G8 Protesters Turn to Knitting Blankets to Needle Heavy Security Presence
CALGARY -- Anti-globalization protestors hit the streets here to protest this year's Group of Eight summit, armed with knitting needles instead of the bottles, petrol bombs and stones that rocked last year's meeting in Italy.
More than 1,000 protesters turned to creative gimmicks Wednesday to press for Third World debt relief and to denounce corporate greed -- a stark contrast to the militancy expressed by the 150,000 protesters who descended on last July's G8 meeting in Genoa, Italy.
Last year, window-smashing and car-burning protesters left the streets of Genoa in tatters. One protester was shot dead by a policeman.

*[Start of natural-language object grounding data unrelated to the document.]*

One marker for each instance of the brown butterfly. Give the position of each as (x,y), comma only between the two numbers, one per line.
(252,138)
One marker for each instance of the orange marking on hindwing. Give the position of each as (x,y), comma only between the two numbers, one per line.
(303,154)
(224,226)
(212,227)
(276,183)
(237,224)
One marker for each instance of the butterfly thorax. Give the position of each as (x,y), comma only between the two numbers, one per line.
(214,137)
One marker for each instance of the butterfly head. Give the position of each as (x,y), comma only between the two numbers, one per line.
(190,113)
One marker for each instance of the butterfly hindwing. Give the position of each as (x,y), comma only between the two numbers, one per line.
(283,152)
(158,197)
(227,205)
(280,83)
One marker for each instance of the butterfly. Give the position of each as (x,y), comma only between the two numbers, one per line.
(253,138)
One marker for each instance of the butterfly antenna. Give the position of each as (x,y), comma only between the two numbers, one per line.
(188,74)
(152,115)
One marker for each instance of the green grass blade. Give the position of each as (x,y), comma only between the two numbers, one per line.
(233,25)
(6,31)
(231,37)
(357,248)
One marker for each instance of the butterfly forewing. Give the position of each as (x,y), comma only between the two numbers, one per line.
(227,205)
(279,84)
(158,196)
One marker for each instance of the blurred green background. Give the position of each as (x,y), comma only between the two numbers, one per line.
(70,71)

This year, several dozen protesters, seeking to needle the city's heavy police presence, gathered on a stretch of Calgary's main pedestrian street to collectively knit in protest.

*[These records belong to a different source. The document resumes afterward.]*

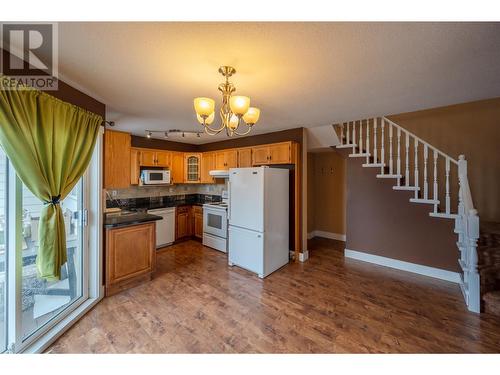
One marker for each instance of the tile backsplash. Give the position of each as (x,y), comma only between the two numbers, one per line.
(158,191)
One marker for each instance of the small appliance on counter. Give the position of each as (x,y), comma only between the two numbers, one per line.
(155,176)
(258,219)
(215,224)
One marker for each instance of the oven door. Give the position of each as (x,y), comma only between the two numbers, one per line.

"I'm knitting 12-inch (30 centimeter) squares that will get into blankets for the homeless," said 74-year-old Patricia Grinstead.
"What we're doing is symbolic. Another thing about the blankets is that they represent warmth and security because we feel we are losing our security."
Grant Neufeld, the young founder of the Revolutionary Knitting Circle, said knitting was symbolic of "community independence."
"We need as communities to be able to take care of ourselves because when we are not able to take care of ourselves, we end up dependent on others -- in this case the corporation -- to survive."